Cohen was a pure policy wonk who worked quietly and diligently to restore order to the state's chaotic transportation planning and build working relationships with key political players. But he was not much of a headline-grabber or Patrick kiss-up. And he had a tendency to tell the truth about things, like the state's utter inability to afford the commuter-rail extension to New Bedford that Patrick keeps insisting is still in the cards. So for his trouble, Cohen is now out, to be replaced by Aloisi or someone like him, some wired-in smooth-talker who will convince the governor that he can sell the legislature on the huge toll and tax hikes Patrick apparently believes are necessary.
The problem is, for all their numerous warts, the legislators are more in touch with the public mood than Gov.

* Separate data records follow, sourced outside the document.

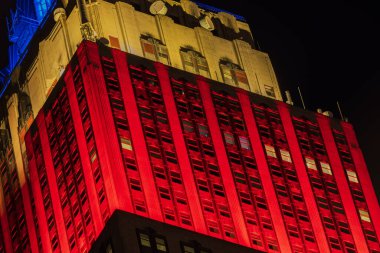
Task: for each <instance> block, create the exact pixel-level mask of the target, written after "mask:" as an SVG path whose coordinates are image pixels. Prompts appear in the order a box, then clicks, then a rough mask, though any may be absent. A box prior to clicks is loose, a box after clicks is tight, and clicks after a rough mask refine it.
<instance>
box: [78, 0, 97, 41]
mask: <svg viewBox="0 0 380 253" xmlns="http://www.w3.org/2000/svg"><path fill="white" fill-rule="evenodd" d="M77 6H78V10H79V15H80V21H81V25H80V32H81V34H82V38H83V39H84V40H90V41H94V42H95V41H96V38H97V34H96V32H95V30H94V28H93V27H92V24H91V22H90V20H89V18H88V16H87V6H86V0H77Z"/></svg>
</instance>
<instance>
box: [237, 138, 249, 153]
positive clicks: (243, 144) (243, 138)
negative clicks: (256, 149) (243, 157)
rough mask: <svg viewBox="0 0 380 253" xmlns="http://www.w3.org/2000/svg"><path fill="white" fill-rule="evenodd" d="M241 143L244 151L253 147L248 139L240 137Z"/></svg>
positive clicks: (240, 144)
mask: <svg viewBox="0 0 380 253" xmlns="http://www.w3.org/2000/svg"><path fill="white" fill-rule="evenodd" d="M239 142H240V147H241V148H242V149H246V150H251V145H250V143H249V140H248V138H247V137H245V136H239Z"/></svg>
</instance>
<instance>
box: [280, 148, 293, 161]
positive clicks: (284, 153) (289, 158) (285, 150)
mask: <svg viewBox="0 0 380 253" xmlns="http://www.w3.org/2000/svg"><path fill="white" fill-rule="evenodd" d="M280 153H281V159H282V160H283V161H285V162H289V163H291V162H292V158H291V157H290V154H289V151H287V150H283V149H280Z"/></svg>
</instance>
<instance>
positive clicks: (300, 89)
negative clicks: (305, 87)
mask: <svg viewBox="0 0 380 253" xmlns="http://www.w3.org/2000/svg"><path fill="white" fill-rule="evenodd" d="M297 89H298V93H299V94H300V98H301V102H302V106H303V109H306V106H305V102H304V101H303V97H302V93H301V89H300V87H299V86H297Z"/></svg>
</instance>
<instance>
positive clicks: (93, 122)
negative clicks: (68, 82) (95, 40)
mask: <svg viewBox="0 0 380 253" xmlns="http://www.w3.org/2000/svg"><path fill="white" fill-rule="evenodd" d="M77 55H78V60H79V65H80V69H81V73H82V78H83V85H84V90H85V94H86V99H87V104H88V108H89V113H90V117H91V123H92V127H93V130H94V136H95V140H96V148H97V151H98V154H99V162H100V166H101V169H102V174H103V180H104V184H105V190H106V194H107V199H108V201H109V205H110V212H111V213H112V212H113V211H114V210H115V209H121V210H126V211H128V210H133V206H132V202H131V198H130V192H129V188H128V184H127V179H126V176H125V173H124V167H123V160H122V157H121V152H120V149H119V146H120V144H119V142H118V139H117V135H116V129H115V125H114V124H112V123H111V122H114V119H113V116H112V111H111V107H110V102H109V99H108V95H107V90H106V85H105V80H104V76H103V72H102V70H101V62H100V58H99V53H98V49H97V45H96V44H94V43H89V42H86V41H84V42H82V44H81V47H80V48H78V50H77Z"/></svg>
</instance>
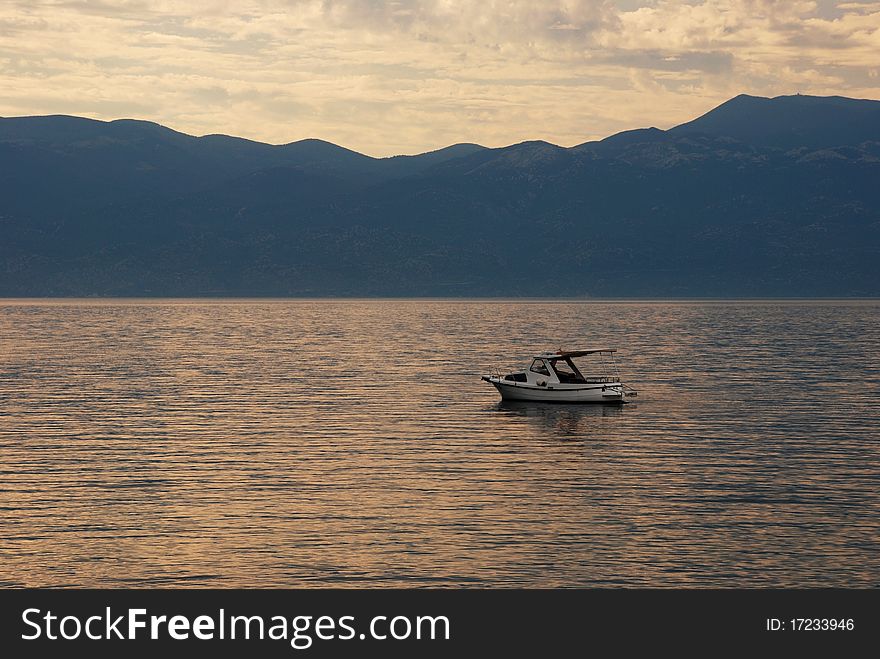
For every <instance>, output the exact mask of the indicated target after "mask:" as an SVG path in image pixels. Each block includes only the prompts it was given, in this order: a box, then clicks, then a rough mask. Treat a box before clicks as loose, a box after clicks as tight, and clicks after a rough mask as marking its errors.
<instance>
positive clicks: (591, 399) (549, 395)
mask: <svg viewBox="0 0 880 659" xmlns="http://www.w3.org/2000/svg"><path fill="white" fill-rule="evenodd" d="M615 352H617V350H616V349H615V348H602V349H595V350H570V351H562V350H559V351H557V352H543V353H541V354H540V355H535V357H534V358H533V359H532V364H531V366H529V367H528V368H527V369H526V370H523V371H515V372H513V373H509V374H507V375H504V376H502V375H501V374H500V373H498V374H496V375H484V376H483V377H482V379H483V380H485V381H486V382H488V383H489V384H491V385H493V386H494V387H495V388H496V389H497V390H498V392H499V393H500V394H501V398H502V399H503V400H531V401H542V402H547V403H625V402H627V401H626V399H627V398H629V397H634V396H636V395H637V393H636V391H635V390H634V389H632V387H629V386H627V385H625V384H623V383H622V382H621V381H620V376H619V375H618V372H617V366H616V365H615V363H614V353H615ZM589 355H592V356H593V359H592V362H593V364H594V366H593V367H592V370H590V371H588V373H595V372H596V366H598V367H599V370H600V371H601V372H600V373H599V374H595V375H593V374H590V375H584V374H583V372H582V369H586V366H585V365H584V364H583V362H581V365H580V367H579V366H578V364H576V363H575V361H574V360H575V359H578V358H582V357H587V356H589Z"/></svg>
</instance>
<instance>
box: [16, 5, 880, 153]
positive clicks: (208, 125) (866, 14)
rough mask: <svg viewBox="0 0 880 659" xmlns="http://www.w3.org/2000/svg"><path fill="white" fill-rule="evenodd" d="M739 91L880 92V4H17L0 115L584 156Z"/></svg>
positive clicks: (422, 146)
mask: <svg viewBox="0 0 880 659" xmlns="http://www.w3.org/2000/svg"><path fill="white" fill-rule="evenodd" d="M740 93H748V94H754V95H759V96H779V95H785V94H794V93H802V94H816V95H831V94H838V95H843V96H851V97H857V98H873V99H880V0H871V1H859V2H848V1H847V2H838V1H836V0H817V1H808V0H687V1H678V2H672V1H669V0H653V1H651V0H532V1H527V0H410V1H407V0H399V1H391V0H387V1H383V0H203V1H199V0H188V1H184V0H158V1H155V2H149V1H146V0H95V1H89V0H47V1H40V0H28V1H18V0H0V116H22V115H41V114H73V115H79V116H85V117H91V118H94V119H104V120H108V119H117V118H137V119H147V120H150V121H155V122H158V123H161V124H163V125H166V126H169V127H171V128H174V129H176V130H180V131H183V132H185V133H189V134H193V135H203V134H210V133H225V134H229V135H238V136H241V137H247V138H251V139H256V140H260V141H264V142H271V143H278V144H281V143H287V142H292V141H295V140H299V139H303V138H307V137H316V138H320V139H325V140H328V141H331V142H334V143H336V144H340V145H342V146H346V147H348V148H352V149H355V150H357V151H360V152H362V153H367V154H369V155H373V156H387V155H394V154H401V153H420V152H424V151H428V150H431V149H436V148H440V147H443V146H447V145H449V144H453V143H457V142H477V143H479V144H483V145H485V146H503V145H507V144H513V143H517V142H521V141H523V140H530V139H543V140H547V141H549V142H553V143H555V144H560V145H563V146H572V145H575V144H580V143H582V142H585V141H588V140H592V139H600V138H602V137H606V136H608V135H611V134H614V133H616V132H619V131H621V130H628V129H632V128H641V127H647V126H657V127H659V128H669V127H671V126H674V125H676V124H679V123H683V122H685V121H688V120H690V119H692V118H694V117H696V116H698V115H700V114H703V113H705V112H707V111H708V110H710V109H711V108H713V107H715V106H716V105H718V104H720V103H722V102H724V101H725V100H727V99H729V98H731V97H733V96H736V95H737V94H740Z"/></svg>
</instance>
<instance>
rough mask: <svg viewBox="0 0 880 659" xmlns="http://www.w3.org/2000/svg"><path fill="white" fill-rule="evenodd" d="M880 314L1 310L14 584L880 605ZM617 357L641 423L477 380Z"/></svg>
mask: <svg viewBox="0 0 880 659" xmlns="http://www.w3.org/2000/svg"><path fill="white" fill-rule="evenodd" d="M878 328H880V305H878V303H875V302H797V303H795V302H766V301H764V302H760V303H752V302H736V303H644V302H633V303H577V302H537V301H528V302H503V301H494V302H473V301H451V300H447V301H357V300H352V301H322V300H317V301H205V300H189V301H185V300H178V301H172V302H165V301H60V302H38V301H6V302H2V301H0V511H2V517H0V519H2V522H0V548H2V558H3V560H2V563H0V585H5V586H139V585H141V586H143V585H145V586H151V585H155V586H177V585H193V586H224V587H226V586H229V587H234V586H243V587H246V586H252V587H255V586H274V587H285V586H310V585H314V586H352V587H357V586H437V585H441V586H459V585H480V586H621V585H623V586H639V585H645V586H663V587H673V586H701V587H702V586H704V587H708V586H758V587H761V586H785V587H794V586H851V587H853V586H877V585H878V581H880V560H878V556H880V552H878V546H877V545H878V542H877V540H878V538H880V533H878V531H880V523H878V519H880V488H878V485H880V482H878V481H880V471H878V467H880V460H878V449H877V440H878V434H880V433H878V427H880V425H878V420H880V418H878V408H877V406H876V403H875V401H876V397H877V394H878V393H880V365H878V363H877V352H876V348H877V346H878V345H880V343H878V339H880V329H878ZM584 344H587V345H602V346H616V347H619V348H621V349H622V352H621V353H619V357H620V362H621V366H622V371H623V374H624V376H625V380H626V381H629V382H631V383H632V384H633V385H634V386H636V387H637V388H638V389H639V390H640V396H639V398H638V402H637V403H634V404H631V405H627V406H623V407H615V406H601V405H600V406H569V405H540V404H538V405H535V404H509V403H503V404H502V403H499V402H498V399H497V394H496V393H495V391H494V389H492V388H491V387H489V386H488V385H486V383H484V382H481V381H480V380H479V375H481V374H483V373H487V372H489V371H491V370H492V368H493V367H495V366H497V367H499V368H501V369H502V370H506V369H508V368H512V367H515V366H519V365H521V364H523V363H524V362H526V361H527V360H528V358H529V357H530V356H531V355H532V354H533V353H534V352H535V351H541V350H544V349H550V348H555V347H558V346H560V345H564V346H568V347H581V346H583V345H584Z"/></svg>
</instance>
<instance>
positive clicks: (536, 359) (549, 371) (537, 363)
mask: <svg viewBox="0 0 880 659" xmlns="http://www.w3.org/2000/svg"><path fill="white" fill-rule="evenodd" d="M529 370H530V371H532V372H533V373H540V374H541V375H550V371H549V370H547V364H546V362H545V361H544V360H543V359H536V360H535V361H533V362H532V367H531V368H530V369H529Z"/></svg>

Cadillac seems to be these days. They seem to realize that jacking up the proposed toll hike far beyond what Cohen said was needed, shying away from plain talk about a gas tax hike, and paving the way for a financially-crippling takeover of the MBTA is not a transportation policy, it's a political suicide mission.
Perhaps Cohen wasn't a dynamic enough advocate for Patrick's "new kind of politics," although he may quickly long for Cohen's low profile when the public gets wind of Aloisi's Big Dig pedigree. But a fish rots from the head, and if the governor sees his grand fantasies of a reinvented state government coming apart in the rain, he need look no further than the mirror for the culprit.